Advocacy efforts continue at the federal level, notably with regard to House resolution 2267 and Senate bill 227, which would update the provisions related to ordering home health care and hospice services for Medicare beneficiaries. Another target, says Sandy Harding, AAPA’s Senior Director of Federal Advocacy, is the Federal Workers Compensation Program; neither PAs nor NPs can diagnose and treat federal workers under current regulations, but legislation is in play that would allow them to diagnose and treat traumatic injuries sustained by federal employees on the job—an important first step.
“Not only, again, is it an issue of access to and continuity of care for federal employees who are injured on the job,” points out Harding, “but it can also mean inappropriate utilization of the health care system” if injured workers seek care in the emergency department because a PA or NP in a clinic can’t provide those services.
JOIN THE CONVERSATION
With every advance in their ability to practice, PAs and NPs are better able to provide quality, cost-effective patient care. This is why leaders at AANP and AAPA call on all clinicians to take an active role in advocacy efforts in their state and lend their support to federal initiatives.

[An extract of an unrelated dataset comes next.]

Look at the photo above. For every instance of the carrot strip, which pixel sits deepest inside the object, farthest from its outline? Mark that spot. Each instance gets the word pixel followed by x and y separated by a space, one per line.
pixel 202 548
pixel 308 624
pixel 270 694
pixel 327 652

“Part of our activity in educating policy-makers is to give them examples of how PAs create better access to care,” says Michael Powe, AAPA’s Vice President for Reimbursement and Professional Advocacy. (He notes that PAs should speak up at the practice level as well, as components of the ACA begin to roll out: “PAs really need to start engaging in conversations within their practice settings, to ensure that those folks who are making decisions understand that they need to include PAs in the contractual process or in dealing with payers.”)
“NPs serve at the intersection of policy and patient care; every day, we see how insurance regulation, policy regulation, and federal law intersect with our patients’ ability to get care—whether it’s getting home health care services, or a script for pain medicine, or handicapped stickers for their car,” Kopanos says. “Get involved. Join the conversation and share those situations with legislators. They carry a lot of weight.”